Feb. 10: The conservative press catches on. Emily Miller, a former Republican flack–turned–author/editor with a focus on gun rights, devotes her Washington Times column to the “rabidly anti-gun” Murthy. The doctor, she warns, is a “political lackey” who’s opposed by at least one former surgeon general and whose “Twitter timeline is chock full of his anti-firearm screed.”

Feb. 26: Kentucky Sen. Rand Paul sends Majority Leader Harry Reid a letter announcing his intention to put a hold on the Murthy nomination. “In his efforts to curtail Second Amendment rights, Dr. Murthy has continually referred to guns as a public health issue on par with heart disease and has diminished the role of mental health in gun violence,” writes Paul. “As a physician, I am deeply concerned that he has advocated that doctors use their position of trust to ask patients, including minors, details about gun ownership in the home.”

Reid’s office hardly tries to suppress the chortle. “As the sun rises in the East,” says Reid spokesman Adam Jentleson, “Sen. Paul has placed yet another hold on yet another qualified nominee.”

On the same day, the NRA sends a letter to Reid and Kentucky Sen. Mitch McConnell officially opposing the nomination.

Feb. 27: The HELP committee moves Murthy’s nomination to the full Senate on a 12-9, party-line vote.

March 5-6: Eight Democrats join every Senate Republican in voting down the nomination of Debo Adegbile. The next day, in an atypically dramatic speech at the Conservative Political Action Conference, Pennsylvania Sen. Pat Toomey tells the story of how conservatives built on the effort of the Fraternal Order of Police and took down Adegbile. Democrats who didn’t join the GOP, like New Hampshire Sen. Jeanne Shaheen and North Carolina Sen. Kay Hagan, take press release mortar fire from Republicans and local press.

March 11-12: At the start of the Senate’s last week before a short recess, Fox News starts covering the Murthy nomination. “Do you want a partisan physician?” asks Elisabeth Hasselbeck, rhetorically. Megyn Kelly’s prime-time show books Chris Cox, the NRA executive who wrote the no-Murthy letter, where he claims the nominee “is hell-bent on treating a constitutional freedom like a disease.”

March 14: Toomey, the co-author of the 2013 gun control amendment that the NRA opposed, comes out against the Murthy nomination. “Dr. Murthy, as the president of a partisan political organization, has been an active promoter of Obamacare,” he explains. “Dr. Murthy also has advocated for policies that would erode our important Second Amendment rights.” Later that day, the New York Times runs ahead of the curve and reports that the Senate is “balking” at a vote on Murthy, with “as many as 10 Democrats” refusing to vote aye.
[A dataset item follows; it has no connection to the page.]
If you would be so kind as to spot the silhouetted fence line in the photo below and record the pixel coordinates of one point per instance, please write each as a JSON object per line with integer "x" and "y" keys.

That piece ran before senators scrambled for their home states. That’s made it easier for Democrats to dodge questions (pesky reporters can’t collar them in the Capitol) and wait for the White House to use the media and other channels to resuscitate the nomination. While they wait, they convince Republicans that they are white-knuckle panicked about losing the Senate this year—and, as Democrats tend to do, they confuse the trappings of panic for the sort of moderation that voters like.